Sometimes, there is magic.

In my experience it’s very rarely accompanied by flashes, bangs, glitter, fireworks, gasps, or small white animals.

Instead, it’s usually a tingling – a circle of pins and needles at the top of my head.

That’s how I know when magic is near me.

I’ve felt it many times in my life. When I’ve written the perfect sentence. When I’ve held a baby. When I’ve laughed myself silly over something. When I’ve done something, or seen something, or felt something AMAZING. When I’ve witnessed incredible coincidence. When disparate parts have suddenly fallen together perfectly.

That’s magic.

A cold knowing.

A bubble of happy, at the moment of burst.

Hairs raised on your arms, on the inside and the outside.

Magic, for me, has become rarer as I’ve gotten older.

The problem (and weirdly, the gift) of experience is the perspective it gives you on small moments as part of a wider picture – so whatever you’re experiencing isn’t so all-consuming.

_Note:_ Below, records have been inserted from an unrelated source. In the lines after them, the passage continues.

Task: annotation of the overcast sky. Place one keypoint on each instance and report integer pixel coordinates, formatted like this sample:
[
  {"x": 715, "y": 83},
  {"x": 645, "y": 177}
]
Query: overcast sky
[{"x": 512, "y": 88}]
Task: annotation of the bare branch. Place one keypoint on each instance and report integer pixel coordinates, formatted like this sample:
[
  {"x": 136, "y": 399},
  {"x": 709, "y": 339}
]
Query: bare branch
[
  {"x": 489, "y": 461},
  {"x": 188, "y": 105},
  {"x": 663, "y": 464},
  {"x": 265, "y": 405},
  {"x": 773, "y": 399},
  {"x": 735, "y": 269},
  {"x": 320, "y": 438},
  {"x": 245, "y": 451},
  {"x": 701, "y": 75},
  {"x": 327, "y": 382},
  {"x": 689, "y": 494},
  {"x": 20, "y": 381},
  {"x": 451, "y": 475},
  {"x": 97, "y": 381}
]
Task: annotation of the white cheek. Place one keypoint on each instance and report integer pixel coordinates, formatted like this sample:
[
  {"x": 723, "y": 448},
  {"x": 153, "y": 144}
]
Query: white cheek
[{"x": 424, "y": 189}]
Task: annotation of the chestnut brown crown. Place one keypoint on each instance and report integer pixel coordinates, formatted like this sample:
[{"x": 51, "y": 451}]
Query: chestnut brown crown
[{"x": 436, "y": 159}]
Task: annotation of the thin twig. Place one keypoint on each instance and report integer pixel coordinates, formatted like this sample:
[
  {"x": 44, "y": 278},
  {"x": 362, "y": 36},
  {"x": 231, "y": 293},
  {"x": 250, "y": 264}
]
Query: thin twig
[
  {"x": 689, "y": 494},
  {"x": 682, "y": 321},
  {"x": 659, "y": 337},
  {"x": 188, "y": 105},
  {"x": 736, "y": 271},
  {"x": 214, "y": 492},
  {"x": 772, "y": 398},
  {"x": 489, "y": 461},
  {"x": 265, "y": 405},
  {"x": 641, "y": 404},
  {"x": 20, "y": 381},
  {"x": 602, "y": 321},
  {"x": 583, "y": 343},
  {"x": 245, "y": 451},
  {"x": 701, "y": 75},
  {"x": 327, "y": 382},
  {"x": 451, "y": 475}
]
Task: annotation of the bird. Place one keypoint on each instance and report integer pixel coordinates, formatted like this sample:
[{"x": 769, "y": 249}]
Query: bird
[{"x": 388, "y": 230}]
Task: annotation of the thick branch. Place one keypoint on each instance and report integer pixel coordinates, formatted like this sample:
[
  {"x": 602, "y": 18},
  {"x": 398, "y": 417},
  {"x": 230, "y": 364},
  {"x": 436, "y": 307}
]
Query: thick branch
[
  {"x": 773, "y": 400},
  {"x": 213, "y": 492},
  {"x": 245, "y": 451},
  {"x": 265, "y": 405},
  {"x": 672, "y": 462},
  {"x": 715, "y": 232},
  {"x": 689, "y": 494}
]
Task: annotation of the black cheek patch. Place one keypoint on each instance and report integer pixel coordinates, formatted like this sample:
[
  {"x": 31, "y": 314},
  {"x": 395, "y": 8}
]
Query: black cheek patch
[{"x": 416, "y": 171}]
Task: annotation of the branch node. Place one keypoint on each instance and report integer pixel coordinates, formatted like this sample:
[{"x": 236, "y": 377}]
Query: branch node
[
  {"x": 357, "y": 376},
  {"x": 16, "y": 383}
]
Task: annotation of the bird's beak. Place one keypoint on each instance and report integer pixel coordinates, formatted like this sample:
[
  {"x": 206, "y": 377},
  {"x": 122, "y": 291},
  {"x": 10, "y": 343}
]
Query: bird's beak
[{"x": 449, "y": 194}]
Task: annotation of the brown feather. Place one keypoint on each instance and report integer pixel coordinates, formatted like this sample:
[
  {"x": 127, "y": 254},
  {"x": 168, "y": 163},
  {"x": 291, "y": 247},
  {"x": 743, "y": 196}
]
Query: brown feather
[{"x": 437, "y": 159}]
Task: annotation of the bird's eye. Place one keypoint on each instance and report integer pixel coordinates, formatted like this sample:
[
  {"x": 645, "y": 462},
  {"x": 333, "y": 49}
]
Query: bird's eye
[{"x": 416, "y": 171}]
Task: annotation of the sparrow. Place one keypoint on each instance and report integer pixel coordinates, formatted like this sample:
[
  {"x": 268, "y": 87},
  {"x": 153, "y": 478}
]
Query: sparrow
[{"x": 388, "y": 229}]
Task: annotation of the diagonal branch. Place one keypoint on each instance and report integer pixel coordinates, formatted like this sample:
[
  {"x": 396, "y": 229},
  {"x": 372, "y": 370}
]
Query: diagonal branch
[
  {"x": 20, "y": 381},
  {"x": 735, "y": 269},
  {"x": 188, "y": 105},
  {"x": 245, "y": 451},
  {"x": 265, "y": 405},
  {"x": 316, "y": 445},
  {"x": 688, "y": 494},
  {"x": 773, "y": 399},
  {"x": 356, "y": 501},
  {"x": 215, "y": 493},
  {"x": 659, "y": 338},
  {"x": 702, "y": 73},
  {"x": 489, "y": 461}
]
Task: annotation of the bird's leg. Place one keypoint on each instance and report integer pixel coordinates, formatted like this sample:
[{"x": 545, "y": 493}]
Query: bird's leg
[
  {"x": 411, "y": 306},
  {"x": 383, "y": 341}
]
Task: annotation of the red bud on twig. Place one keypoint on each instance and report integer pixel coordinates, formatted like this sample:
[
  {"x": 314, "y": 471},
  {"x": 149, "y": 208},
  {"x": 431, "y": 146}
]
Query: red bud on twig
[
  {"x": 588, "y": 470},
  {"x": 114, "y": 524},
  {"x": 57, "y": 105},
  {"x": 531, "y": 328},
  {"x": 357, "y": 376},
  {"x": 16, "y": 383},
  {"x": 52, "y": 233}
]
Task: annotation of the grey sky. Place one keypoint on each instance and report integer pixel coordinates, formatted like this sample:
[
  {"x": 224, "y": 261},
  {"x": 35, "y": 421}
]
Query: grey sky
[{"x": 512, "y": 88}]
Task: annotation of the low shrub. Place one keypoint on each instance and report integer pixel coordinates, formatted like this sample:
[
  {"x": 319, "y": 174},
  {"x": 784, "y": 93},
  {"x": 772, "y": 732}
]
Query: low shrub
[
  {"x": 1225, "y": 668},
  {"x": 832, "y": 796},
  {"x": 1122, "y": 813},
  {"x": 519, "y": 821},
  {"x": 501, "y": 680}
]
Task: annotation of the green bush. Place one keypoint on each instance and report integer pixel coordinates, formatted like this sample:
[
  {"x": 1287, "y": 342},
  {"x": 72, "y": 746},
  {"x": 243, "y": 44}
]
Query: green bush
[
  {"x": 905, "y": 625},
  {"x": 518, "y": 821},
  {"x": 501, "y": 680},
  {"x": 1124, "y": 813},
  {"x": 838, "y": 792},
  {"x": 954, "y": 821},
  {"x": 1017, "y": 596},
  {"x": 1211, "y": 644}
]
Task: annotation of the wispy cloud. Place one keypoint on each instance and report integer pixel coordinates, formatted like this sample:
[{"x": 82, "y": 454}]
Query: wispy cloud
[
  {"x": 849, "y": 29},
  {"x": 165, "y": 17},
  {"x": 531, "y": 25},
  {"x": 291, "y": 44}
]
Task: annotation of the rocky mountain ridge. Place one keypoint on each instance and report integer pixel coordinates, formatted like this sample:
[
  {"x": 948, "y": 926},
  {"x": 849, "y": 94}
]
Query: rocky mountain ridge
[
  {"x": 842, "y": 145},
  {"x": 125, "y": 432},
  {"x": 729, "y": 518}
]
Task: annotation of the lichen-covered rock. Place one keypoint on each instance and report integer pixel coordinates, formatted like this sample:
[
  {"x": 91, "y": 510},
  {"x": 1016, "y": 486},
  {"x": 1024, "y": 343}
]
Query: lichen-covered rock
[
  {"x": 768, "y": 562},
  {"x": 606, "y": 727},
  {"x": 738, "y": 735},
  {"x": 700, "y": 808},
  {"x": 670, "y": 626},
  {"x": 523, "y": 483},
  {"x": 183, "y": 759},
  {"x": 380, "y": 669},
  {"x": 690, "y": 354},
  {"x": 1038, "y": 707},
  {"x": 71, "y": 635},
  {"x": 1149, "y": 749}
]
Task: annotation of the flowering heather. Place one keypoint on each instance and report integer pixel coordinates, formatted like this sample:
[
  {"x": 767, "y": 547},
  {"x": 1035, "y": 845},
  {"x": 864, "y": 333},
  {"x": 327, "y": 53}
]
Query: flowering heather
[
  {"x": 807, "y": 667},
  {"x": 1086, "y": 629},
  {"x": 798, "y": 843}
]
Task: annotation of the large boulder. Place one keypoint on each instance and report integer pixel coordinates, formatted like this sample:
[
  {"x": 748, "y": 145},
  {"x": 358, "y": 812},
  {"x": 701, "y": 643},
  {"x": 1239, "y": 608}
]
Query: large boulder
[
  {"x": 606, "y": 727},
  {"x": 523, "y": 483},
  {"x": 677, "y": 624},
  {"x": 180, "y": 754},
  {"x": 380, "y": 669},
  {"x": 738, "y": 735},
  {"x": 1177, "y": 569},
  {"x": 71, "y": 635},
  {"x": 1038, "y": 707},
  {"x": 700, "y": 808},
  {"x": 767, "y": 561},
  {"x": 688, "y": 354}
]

And while the pain isn’t as world-endingly acute as when you’re a child, for instance, the magic isn’t quite as bright either. Not when put into your now bigger context.

But every now and again, I still find a small pocket of magic.

Usually when I’m not looking.

And I found one the other day on Channel 4.

Now. I don’t watch that much telly, partly because I don’t have the time, and partly because my telly watching is done with small children in tow, and as they’ve become bigger it’s actually gotten worse. Although they could theoretically now watch things I actually want to watch, they don’t want to, and now they’re up later in the evening so they’re eating into my solo TV time. (In fact we’re fast approaching the moment when the Big Small’s bedtime will be after mine).

So anyway, all in all I managed to miss the now very old documentary about that time they dug King Richard III up from a car park in Leicester.

I remember seeing it on the news.

What I don’t remember is quite how mad the whole thing was…

So here’s the basics, in case this passed you by, too, or you’ve forgotten because it was so long ago.

Some brilliantly bonkers woman with a weird fan-crush on Richard III did a bunch of research on where his body ended up, and managed to persuade people at the University of Leicester to dig up a social services car park, which she believed was the site of an old friary.

She is joined in this random quest at various points by various academics who clearly think she’s as mad as a hatter, the most comically camp local historian ever to have unwittingly impersonated John Inman, Simon Farnaby of Horrible Histories and Ghosts fame, and, importantly, SIMON FARNABY’S HAIR – which is so moppily huge, out of control and genuinely charismatic it deserved it’s own billing on the credits.

So this unlikely crew rock up to this car park, pick a spot which is randomly emblazoned with the letter R (for Richard or possibly Reserved, we don’t know) and start digging. They literally find his skeleton in the first trench they dig, within the first ten minutes of the documentary.

He’s even got clear scoliosis (the curvature of the spine for which he’s famous) – which greatly upsets the bonkers lady as she’s convinced herself (and her obsessive online fan club) that this was all a propaganda myth perpetrated by the Tudors stealing his throne. There are actual tears!

The scene where Bonkers Lady and Camp Historian reverently remove the cardboard-boxed remains from the grave, draped in a flag of Richard III’s colours – and then shove it in the footwell of a crappy car – all under the withering gaze of the academics, is one to behold, and indeed to treasure.

The next hour and a half is devoted to them gradually unearthing more and more evidence that against all likelihood, sense and expectation this IS in fact the real Richard, via actual historical evidence and even the DNA of his 17th generation cabinet-maker grandson. (!!!)

And the very best bit is watching all of these highly-educated professors slowly having to admit this random crazy woman, all her conspiracy theories and the tingle she got in the car park – WERE ACTUALLY RIGHT ALL ALONG.

It is pure gold.

And surely, SURELY, a little bit of magic.

Certainly, I got a bit of a tingle. (Though that could have been the Sauvignon Blanc).

So if magic is a commodity you are running low on, if you love a good coincidence, and/or celebrating Britain’s eccentrics, if you need to believe the world is bigger and better and more organised than it currently looks, this is well worth your time.

Even if you’re a few years behind everyone else on it.

Even if you don’t believe in magic anymore.

The really important bit, I find, is just to keep on looking for it.

In all the littlest, oldest, and almost forgotten places.